# A good day made even better!!!



## ctiicda (Jun 19, 2008)

So I got home today to see one of the shipments I ordered made it in... here are a couple pics. 2 more shipments to go


----------



## karmaz00 (Dec 5, 2007)

very nice


----------



## tcampbel (Jan 20, 2008)

Very nice. That's a humidor filler right there, and you have two more shippments? I am quite impressed.


----------



## PV1191 (Dec 9, 2007)

Those look outstanding! Mighty fine choices there!


----------



## happy1 (Jun 29, 2007)

Great smokes!!let me know how the cohibas are,ashamed to say never had 1


----------



## smokinj (Jan 16, 2008)

Great stuff right there Charles


----------



## MikeGates (Aug 22, 2008)

Wow very nice! Keep us posted on the other shipments!


----------



## koolhandk (Dec 17, 2007)

Dang Charles for a full time student you sure are well supplied :dribble: when I was in grad school I had maybe four cigars in my little desktop humi at any given time. Oh how I have grown.


----------



## Rocky Rulz (Jan 5, 2008)

That is absurd!. It is shameful, and selfish!. Damn I wish they were mine!


----------



## TravelingJ-cl (Jun 20, 2008)

Those look delicious!


----------



## Toasted Coastie (Feb 16, 2008)

Oh now come on guy. Show off....


----------



## Wunderdawg (May 1, 2008)

Very nice. Bombing material? I hope?...lol


----------



## marquelcg (Jul 19, 2008)

such a nice site!!!!!!!!!


----------



## cboor001 (Aug 6, 2008)

Nice Charles... you are now making everyone's mouth water... Behave yourself


----------



## GotaCohiba (Aug 20, 2007)

May sound weird, but I would rather have the psd4's than any Cohiba I've smoked to date.
Don't get me wrong I love Cohiba's ,but there's just something about the psd4's that keep them coming to my house.


----------



## Bullybreed (Jun 25, 2007)

im haven dejavu.....sweet pick up


----------



## ngetal (Jul 6, 2008)

nice buncha goodies... enjoy


----------



## ctiicda (Jun 19, 2008)

GotaCohiba said:


> May sound weird, but I would rather have the psd4's than any Cohiba I've smoked to date.
> Don't get me wrong I love Cohiba's ,but there's just something about the psd4's that keep them coming to my house.

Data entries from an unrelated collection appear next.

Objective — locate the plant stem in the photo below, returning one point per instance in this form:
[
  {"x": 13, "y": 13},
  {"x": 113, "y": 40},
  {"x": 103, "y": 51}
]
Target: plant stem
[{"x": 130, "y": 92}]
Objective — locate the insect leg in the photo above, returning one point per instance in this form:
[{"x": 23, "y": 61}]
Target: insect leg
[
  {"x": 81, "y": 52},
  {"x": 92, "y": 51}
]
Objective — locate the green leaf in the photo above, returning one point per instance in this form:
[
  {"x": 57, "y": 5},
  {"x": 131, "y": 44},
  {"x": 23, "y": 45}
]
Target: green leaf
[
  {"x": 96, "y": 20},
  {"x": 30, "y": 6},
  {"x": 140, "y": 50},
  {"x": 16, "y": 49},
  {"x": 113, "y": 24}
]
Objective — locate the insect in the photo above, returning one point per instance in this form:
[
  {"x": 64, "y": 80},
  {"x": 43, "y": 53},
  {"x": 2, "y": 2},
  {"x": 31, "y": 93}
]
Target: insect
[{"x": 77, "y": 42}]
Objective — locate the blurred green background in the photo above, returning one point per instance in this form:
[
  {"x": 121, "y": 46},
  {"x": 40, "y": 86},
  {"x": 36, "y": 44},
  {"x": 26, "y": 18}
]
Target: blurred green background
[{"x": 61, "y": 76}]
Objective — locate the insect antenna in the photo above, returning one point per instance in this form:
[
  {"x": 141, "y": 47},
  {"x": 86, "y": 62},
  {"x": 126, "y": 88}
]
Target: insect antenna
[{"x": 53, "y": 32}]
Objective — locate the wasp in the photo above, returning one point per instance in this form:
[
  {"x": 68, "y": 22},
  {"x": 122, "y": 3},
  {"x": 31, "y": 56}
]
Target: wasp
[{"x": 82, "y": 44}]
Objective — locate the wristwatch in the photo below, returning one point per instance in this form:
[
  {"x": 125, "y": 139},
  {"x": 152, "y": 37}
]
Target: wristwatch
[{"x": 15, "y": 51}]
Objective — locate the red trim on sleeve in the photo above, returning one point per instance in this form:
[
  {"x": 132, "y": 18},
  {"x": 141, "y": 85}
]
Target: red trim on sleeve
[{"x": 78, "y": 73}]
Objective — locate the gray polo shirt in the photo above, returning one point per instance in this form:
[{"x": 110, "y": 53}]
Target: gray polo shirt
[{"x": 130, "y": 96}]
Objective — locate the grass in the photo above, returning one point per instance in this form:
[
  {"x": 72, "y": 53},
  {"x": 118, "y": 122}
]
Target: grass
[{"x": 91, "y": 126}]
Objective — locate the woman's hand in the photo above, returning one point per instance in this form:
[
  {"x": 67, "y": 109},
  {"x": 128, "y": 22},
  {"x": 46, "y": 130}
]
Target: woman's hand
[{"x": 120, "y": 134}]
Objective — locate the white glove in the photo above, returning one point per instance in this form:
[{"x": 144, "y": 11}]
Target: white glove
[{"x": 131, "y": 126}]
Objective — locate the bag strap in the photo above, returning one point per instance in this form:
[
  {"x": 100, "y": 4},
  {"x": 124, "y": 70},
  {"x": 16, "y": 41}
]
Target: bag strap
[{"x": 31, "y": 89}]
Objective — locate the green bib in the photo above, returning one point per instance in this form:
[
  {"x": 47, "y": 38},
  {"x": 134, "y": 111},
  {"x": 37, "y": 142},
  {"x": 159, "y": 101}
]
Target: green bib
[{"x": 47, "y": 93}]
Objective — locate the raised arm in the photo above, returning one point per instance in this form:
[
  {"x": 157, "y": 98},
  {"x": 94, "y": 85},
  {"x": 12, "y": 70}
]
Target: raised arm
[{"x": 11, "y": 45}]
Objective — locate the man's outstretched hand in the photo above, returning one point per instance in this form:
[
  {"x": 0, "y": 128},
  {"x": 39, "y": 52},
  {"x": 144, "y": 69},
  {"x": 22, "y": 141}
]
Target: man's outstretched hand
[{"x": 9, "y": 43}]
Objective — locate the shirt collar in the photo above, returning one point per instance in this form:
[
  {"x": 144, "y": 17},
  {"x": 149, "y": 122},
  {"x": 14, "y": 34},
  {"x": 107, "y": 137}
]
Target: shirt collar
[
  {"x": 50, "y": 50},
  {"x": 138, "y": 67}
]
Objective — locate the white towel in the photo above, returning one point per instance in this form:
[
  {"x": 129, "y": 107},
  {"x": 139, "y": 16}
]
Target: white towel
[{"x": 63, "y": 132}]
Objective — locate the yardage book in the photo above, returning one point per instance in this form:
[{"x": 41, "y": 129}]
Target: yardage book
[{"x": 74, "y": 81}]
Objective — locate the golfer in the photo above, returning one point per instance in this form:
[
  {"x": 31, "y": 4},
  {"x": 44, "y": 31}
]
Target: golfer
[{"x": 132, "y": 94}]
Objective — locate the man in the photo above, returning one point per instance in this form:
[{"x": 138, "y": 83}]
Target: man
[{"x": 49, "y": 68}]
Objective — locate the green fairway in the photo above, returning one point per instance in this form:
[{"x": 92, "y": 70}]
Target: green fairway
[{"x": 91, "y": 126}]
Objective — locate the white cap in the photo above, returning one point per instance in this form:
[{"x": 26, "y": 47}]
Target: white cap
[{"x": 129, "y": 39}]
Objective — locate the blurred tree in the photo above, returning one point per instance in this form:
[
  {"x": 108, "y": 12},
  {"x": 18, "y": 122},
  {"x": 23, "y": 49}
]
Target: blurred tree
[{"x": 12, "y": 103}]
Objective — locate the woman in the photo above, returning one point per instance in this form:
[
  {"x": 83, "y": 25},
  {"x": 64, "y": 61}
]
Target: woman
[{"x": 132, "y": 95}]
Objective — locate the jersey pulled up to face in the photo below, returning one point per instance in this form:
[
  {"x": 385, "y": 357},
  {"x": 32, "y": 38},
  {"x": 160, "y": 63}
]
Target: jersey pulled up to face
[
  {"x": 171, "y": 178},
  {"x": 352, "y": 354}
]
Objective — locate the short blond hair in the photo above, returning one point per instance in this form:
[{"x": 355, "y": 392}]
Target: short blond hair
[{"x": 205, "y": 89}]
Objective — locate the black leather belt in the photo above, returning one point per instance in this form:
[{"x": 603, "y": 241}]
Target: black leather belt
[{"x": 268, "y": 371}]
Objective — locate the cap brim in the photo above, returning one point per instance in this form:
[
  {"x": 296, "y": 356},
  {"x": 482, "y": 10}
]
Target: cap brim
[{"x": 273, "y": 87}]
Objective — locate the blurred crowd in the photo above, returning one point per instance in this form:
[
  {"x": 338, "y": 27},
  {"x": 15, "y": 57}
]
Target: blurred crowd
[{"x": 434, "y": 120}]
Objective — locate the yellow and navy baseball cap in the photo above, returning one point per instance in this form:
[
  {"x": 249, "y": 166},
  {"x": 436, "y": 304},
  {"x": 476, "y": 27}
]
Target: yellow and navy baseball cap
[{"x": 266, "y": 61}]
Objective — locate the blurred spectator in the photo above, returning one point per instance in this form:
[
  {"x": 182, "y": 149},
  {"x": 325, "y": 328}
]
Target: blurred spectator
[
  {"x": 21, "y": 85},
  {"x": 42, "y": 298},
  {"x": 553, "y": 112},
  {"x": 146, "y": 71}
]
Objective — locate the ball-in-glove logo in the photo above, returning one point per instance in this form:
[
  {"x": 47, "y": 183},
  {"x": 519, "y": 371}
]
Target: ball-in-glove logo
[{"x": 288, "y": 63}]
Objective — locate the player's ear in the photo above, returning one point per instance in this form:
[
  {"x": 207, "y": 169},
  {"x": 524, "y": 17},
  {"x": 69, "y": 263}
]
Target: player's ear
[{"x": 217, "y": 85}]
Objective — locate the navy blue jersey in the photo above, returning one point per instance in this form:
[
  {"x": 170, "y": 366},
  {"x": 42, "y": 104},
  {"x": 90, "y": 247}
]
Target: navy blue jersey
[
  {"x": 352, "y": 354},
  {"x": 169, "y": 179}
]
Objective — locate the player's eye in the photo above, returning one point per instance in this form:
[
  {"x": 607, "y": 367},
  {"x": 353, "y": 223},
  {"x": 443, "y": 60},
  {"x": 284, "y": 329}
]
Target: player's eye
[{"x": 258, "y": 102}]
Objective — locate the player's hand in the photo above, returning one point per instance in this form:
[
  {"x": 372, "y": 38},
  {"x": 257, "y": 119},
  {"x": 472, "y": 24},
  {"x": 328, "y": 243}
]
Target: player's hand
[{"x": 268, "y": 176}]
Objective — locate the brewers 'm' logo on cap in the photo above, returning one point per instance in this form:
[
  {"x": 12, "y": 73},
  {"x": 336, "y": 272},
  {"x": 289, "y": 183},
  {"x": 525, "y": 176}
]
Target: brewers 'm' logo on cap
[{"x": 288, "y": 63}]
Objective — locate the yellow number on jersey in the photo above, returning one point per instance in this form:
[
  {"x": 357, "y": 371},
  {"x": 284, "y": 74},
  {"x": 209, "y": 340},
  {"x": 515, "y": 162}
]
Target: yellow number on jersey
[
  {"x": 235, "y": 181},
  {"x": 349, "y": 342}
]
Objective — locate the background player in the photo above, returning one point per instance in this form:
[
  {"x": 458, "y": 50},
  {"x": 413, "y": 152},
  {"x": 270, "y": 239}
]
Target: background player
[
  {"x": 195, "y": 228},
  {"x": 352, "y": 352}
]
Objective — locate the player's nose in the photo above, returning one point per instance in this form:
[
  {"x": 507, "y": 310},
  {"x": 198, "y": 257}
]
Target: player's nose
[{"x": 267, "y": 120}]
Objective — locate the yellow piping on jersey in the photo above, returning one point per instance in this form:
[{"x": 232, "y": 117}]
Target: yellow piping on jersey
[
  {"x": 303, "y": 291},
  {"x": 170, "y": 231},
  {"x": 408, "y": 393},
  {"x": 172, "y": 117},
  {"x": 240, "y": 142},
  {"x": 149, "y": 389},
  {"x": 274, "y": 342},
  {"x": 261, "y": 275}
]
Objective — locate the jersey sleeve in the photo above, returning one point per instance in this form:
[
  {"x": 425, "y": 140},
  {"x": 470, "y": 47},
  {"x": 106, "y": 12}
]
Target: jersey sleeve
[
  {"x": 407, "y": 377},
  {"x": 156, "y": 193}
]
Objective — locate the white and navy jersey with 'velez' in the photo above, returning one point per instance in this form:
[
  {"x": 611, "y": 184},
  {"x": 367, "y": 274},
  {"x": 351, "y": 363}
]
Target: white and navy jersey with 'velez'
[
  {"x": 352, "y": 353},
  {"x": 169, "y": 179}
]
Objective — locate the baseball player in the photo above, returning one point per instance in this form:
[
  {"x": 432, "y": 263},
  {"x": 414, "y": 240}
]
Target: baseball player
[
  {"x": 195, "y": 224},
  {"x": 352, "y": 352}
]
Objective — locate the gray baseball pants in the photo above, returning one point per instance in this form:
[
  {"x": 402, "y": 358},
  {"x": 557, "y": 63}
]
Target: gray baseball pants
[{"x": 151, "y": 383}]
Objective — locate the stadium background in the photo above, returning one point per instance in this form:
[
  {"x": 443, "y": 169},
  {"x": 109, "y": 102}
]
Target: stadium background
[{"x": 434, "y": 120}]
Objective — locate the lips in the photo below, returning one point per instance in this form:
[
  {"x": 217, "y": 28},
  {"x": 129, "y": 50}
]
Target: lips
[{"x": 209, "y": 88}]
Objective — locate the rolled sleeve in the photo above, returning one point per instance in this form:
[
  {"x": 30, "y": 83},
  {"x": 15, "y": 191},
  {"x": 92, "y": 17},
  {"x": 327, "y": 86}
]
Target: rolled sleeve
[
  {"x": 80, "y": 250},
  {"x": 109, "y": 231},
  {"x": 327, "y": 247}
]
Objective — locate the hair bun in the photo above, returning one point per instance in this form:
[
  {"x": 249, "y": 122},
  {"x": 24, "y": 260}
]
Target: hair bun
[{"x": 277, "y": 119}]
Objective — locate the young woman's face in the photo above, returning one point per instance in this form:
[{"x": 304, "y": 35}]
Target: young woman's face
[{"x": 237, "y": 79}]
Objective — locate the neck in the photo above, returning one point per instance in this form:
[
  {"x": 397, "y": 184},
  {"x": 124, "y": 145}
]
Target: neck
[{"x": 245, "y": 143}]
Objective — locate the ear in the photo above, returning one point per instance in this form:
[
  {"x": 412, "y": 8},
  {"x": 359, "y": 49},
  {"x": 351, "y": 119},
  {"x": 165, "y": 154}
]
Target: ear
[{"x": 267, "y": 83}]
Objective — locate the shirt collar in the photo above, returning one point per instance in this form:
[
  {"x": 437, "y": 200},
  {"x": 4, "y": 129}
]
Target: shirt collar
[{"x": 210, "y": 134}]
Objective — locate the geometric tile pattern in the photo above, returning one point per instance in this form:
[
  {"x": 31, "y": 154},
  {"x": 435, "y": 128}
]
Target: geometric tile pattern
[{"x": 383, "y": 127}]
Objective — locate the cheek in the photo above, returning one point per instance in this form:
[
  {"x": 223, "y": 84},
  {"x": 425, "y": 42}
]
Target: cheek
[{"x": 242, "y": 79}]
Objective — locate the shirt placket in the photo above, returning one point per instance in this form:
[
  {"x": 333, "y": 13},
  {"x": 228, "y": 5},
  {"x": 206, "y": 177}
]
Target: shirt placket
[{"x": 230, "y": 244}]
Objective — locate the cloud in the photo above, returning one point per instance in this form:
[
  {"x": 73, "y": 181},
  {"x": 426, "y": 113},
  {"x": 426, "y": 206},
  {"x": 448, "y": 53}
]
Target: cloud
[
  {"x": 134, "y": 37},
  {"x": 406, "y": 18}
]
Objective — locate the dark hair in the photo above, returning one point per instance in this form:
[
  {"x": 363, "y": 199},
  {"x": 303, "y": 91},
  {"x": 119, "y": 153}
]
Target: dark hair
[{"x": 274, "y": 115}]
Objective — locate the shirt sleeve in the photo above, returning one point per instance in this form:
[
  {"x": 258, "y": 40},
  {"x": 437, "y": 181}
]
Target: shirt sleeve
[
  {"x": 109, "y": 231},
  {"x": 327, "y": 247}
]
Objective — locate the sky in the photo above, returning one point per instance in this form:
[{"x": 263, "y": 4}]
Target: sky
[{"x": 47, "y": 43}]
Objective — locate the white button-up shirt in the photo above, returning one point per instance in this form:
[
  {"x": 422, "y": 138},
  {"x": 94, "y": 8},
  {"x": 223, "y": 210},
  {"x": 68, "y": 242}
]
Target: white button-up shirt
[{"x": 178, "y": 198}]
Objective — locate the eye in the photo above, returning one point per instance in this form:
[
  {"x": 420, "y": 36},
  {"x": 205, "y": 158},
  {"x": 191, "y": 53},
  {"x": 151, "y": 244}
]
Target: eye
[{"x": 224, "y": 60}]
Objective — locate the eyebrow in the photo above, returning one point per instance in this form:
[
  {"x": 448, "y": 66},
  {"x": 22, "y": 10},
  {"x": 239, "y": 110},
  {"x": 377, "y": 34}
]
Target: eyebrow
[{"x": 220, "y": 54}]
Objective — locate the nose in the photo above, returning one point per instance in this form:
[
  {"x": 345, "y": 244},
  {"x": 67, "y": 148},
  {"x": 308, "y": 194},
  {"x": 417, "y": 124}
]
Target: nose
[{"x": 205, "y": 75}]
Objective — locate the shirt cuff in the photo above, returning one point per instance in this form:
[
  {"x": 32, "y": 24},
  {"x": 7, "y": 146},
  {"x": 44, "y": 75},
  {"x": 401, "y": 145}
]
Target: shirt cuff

Those are the Cohiba maduro i had never had them before so wanted to try... the psd 4 is great those are actually leaving me tomorrow


----------



## jitzy (Jan 7, 2007)

Bullybreed said:


> im haven dejavu.....sweet pick up


you and Charles are killing me with those maddy cohibas:brick:


----------



## Bullybreed (Jun 25, 2007)

the diplo #2's are one of my favorites, they age really well


----------



## ctiicda (Jun 19, 2008)

Bullybreed said:


> the diplo #2's are one of my favorites, they age really well


will let u know i ordered all new stuff except the monte 2 and psd4.. the rest i have not smoked.


----------



## LkyLindy (Feb 1, 2008)

Muy bien amigo


----------



## Redbeard (Aug 7, 2006)

rad smokes !


----------



## sofaman (Jun 20, 2007)

Bullybreed said:


> the diplo #2's are one of my favorites, they age really well


I will 2nd that:biggrin: Great pickup Charles!!!


----------



## big04deuce (May 16, 2008)

Nice delivery there Charles!!!:dribble::dribble::dribble:


----------



## zachattack 843 (Aug 24, 2008)

sweet


----------



## ssuriano (Aug 24, 2008)

Wow, that would make my day better too.


----------



## CGARMAN23 (May 16, 2008)

Looking good Charles


----------



## DOZER (Sep 30, 2007)

Nice pickup!


----------



## eggwhites (Apr 20, 2008)

oh wow! You sure know how to spend some $$$


----------



## WarHorse (Apr 11, 2007)

Wow....


----------



## EKGOTSKILLZZ (Jun 17, 2008)

O M F G !


----------



## azpostal (Jul 12, 2008)

Awesome...let me know about those maduros been wanting to order some but need a good review before I spend that much


----------



## amateurke (Mar 28, 2008)

Nice stuff there Charles!!


----------



## Cypress (Jun 27, 2007)

Dang you are killing us with the bombs and the pick ups.


----------



## ctiicda (Jun 19, 2008)

Cypress said:


> Dang you are killing us with the bombs and the pick ups.


HEHE hope to get some more pick ups this week will post pics if i do...yummy and i sent out 8 or so more bombs yesterday.


----------



## mdj65 (Jun 22, 2008)

Good deal, very nice!!


----------